Alesana Tuilagi scored a hat-trick as Samoa stormed to a dominant 49-12 bonus-point victory over Namibia in Rotorua.
Making their first appearance of the World Cup, Samoa – fielding the same starting 15 that stunned Tri Nations champions Australia in July – showed threats across the field that will ensure pool D opponents South Africa and Wales take notice.
High on those sides' agenda will be preventing opportunities to Tuilagi, the 119kg powerhouse that caused nightmares for the Namibian defence throughout the encounter.
Adding to Tuilagi's efforts were a try to scrum-half Kahn Fotuali'i only 49 seconds into Samoa's 2011 campaign, while fullback Paul Williams returned from the sin bin to also cross over.
The Samoans, running with the breeze in the first half, led 25-0 thanks to two of Tuilagi's tries and Fotuali'i's first-minute individual effort.
Fielding a poor Namibia clearance, Fotuali'i tip-toed down the right touch, beat two defenders and sent the large Samoan contingent in the crowd into raptures.
Tuilagi had plenty of help with his five-pointers coming through fine hands to put him into space, in each case by the impressive George Stowers.
The opening 40 minutes, utterly dominated by Samoa with 73 percent of territory, ended with fullback Paul Williams being unfairly judged to have made a dangerous hit on Namibia fly-half Theuns Kotze and sent to the sin bin for 10 minutes.
Tuilagi sealed his hat-trick midway through the second half, again with a simple path to the left corner for a bonus point.
And Williams came back on to stride by three defenders and record his side's fifth.
Namibia never stopped working and were duly rewarded with the best try of the match – a 70 metre build-up where wing Llewellyn Winkler chipped for himself, gathered and fed centre Danie van Wyk to run in.

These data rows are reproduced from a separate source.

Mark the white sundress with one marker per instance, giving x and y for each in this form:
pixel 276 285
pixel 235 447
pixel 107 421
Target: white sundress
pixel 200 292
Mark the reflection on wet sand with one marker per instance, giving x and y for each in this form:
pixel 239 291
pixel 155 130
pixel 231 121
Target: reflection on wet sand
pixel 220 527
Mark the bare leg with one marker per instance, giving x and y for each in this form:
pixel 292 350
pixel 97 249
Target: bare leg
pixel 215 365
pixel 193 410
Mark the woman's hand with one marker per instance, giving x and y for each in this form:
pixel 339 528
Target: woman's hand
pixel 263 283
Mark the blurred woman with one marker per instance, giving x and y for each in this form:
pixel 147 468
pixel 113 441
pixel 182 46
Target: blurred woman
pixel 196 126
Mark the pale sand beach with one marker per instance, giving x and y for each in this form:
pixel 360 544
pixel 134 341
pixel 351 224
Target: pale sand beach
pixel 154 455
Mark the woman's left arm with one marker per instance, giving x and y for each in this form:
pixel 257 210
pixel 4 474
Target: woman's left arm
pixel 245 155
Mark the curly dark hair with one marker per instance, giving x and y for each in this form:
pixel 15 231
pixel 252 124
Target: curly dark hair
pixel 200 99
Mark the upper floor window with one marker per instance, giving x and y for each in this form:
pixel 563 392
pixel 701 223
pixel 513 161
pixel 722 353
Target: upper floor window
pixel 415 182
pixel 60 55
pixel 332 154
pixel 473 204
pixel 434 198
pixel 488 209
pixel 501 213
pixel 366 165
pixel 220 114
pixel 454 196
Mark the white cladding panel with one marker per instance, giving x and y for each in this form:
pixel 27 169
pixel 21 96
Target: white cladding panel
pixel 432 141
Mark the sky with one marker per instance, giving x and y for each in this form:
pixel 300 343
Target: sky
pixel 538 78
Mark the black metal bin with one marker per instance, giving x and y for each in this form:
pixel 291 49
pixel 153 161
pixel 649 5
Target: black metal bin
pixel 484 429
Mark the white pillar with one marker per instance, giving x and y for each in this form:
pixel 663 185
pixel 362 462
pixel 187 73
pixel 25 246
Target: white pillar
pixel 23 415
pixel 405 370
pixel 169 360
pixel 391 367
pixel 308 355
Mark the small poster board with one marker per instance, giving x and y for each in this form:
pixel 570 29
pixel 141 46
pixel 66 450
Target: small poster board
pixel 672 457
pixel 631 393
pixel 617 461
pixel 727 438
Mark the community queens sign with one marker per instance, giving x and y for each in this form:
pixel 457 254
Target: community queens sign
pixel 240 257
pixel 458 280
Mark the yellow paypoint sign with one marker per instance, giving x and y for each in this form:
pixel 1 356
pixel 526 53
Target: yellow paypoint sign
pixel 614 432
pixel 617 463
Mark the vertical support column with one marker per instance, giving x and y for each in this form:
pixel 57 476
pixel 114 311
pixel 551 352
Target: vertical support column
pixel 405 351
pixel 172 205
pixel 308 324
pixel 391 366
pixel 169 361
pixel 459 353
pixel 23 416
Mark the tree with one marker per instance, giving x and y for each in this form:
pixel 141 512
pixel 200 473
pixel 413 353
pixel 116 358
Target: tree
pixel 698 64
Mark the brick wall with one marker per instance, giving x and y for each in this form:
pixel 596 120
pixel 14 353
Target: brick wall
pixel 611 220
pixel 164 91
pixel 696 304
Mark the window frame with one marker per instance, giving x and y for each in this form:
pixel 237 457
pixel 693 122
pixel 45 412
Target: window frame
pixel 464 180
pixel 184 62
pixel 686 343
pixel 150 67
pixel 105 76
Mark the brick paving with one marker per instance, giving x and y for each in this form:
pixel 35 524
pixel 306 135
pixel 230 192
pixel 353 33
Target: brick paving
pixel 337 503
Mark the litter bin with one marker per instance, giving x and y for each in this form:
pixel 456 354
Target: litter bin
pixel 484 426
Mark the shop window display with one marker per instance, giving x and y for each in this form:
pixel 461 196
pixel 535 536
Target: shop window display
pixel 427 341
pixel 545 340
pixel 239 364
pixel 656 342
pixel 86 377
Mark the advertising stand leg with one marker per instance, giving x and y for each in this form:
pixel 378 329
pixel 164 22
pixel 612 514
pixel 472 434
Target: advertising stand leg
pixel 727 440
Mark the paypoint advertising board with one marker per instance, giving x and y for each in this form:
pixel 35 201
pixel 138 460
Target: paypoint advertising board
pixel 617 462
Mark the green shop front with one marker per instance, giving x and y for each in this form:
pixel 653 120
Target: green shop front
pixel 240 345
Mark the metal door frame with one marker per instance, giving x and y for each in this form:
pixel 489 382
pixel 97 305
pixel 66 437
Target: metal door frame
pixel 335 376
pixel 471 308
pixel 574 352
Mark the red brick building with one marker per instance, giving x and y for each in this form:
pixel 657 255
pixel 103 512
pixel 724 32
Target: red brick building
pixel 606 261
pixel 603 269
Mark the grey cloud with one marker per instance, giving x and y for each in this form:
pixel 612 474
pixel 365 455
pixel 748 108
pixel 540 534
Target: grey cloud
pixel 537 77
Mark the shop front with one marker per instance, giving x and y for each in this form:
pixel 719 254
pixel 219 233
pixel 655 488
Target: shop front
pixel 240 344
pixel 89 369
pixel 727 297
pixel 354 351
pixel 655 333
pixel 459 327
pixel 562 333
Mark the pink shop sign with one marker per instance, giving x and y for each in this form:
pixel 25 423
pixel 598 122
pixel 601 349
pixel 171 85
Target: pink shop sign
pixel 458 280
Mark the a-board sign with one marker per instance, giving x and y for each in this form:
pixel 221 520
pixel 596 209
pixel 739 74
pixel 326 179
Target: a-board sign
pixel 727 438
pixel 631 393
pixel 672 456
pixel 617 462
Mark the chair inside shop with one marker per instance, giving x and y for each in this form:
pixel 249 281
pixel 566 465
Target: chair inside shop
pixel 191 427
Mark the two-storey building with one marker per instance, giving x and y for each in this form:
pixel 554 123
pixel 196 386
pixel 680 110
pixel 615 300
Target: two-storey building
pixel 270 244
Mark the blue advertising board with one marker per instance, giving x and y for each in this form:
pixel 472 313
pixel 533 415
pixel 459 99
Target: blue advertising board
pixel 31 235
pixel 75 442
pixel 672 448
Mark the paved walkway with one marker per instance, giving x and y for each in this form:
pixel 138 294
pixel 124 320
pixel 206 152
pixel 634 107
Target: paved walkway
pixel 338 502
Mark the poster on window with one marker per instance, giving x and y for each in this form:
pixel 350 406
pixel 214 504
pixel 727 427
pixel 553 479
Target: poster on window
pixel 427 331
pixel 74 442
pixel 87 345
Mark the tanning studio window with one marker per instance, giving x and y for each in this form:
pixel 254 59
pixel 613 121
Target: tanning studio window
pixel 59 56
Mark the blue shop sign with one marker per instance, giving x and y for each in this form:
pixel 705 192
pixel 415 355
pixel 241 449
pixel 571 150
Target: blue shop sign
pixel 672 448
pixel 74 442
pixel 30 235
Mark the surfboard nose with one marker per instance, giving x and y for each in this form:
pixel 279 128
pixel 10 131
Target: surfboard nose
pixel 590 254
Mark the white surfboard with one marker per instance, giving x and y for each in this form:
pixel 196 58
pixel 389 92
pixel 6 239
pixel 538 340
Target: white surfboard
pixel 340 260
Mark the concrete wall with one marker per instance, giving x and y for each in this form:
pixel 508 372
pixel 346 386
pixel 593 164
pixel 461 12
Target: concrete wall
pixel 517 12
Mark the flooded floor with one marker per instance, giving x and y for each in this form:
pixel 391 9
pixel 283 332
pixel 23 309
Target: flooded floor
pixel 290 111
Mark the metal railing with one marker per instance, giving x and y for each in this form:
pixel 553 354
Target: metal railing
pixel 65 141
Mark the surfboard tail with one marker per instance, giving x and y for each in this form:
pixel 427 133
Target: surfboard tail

Samoa were not finished, however, gaining a penalty try thanks to their dominant scrum.
The final say went to Kotze, who dummied and went over in the 79th minute to show he has a try-scoring verve to match his drop-goal spree in the opening loss to Fiji.
In what is essentially a quarter-final qualifier, Samoa will face Wales in Hamilton on Sunday, while Namibia's arduous task of playing four matches in 16 days continues against the might of South Africa in eight days' time.